Let’s look at the contrasts between these two groups. First, Jesus gives the commands to His disciples:
- Love your enemies, do good to those who hate you
- Bless those who curse you, pray for those who abuse you.
- Do not retaliate against one who strikes you or seizes your possessions; instead offer the other cheek.
- Give to all who ask of you, not expecting it back. Treat others as you wish to be treated.
Then He contrasts that commands with how “sinners” relate to people.
- Even sinners love those who love them back.
- Even sinners do good to those who do good to them.
- Even sinners lend to others, expecting to get back what they lent.
Jesus finishes here by repeating his command earlier, and adding that for those who do, “Your reward will be great, and you will be sons of the Most High, for he is kind to the ungrateful and the evil.
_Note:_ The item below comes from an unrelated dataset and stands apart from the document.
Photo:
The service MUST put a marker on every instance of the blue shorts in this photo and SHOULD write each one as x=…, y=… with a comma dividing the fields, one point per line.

Be merciful, even as your Father is merciful” (verses 35–36). There are at least two lessons here.
First, Jesus tell us the character of the Father. He is kind. But He is not only kind to those who are righteous and grateful, but also to the ungrateful and evil. This kindness is likened to mercy. Mercy, in Jesus’ language is always active kindness.
Second, because God is our Father, we are to be of the same mindset. We are to be merciful. Not only because He is merciful toward us, but because He is merciful. We have been and are being transformed to His moral image. Thus, Jesus is telling us to walk according to who we are.
The disciple of Jesus, then, is to rise above, going the extra mile (to borrow that old saying). And why are we to do that? Not simply because “the Bible says so,” but because of our identity. (Remember the implication from earlier?) We are no longer sinners. We have been redeemed, and now we can, should, and desire to love God and love others, even beyond the world’s definition of “love.”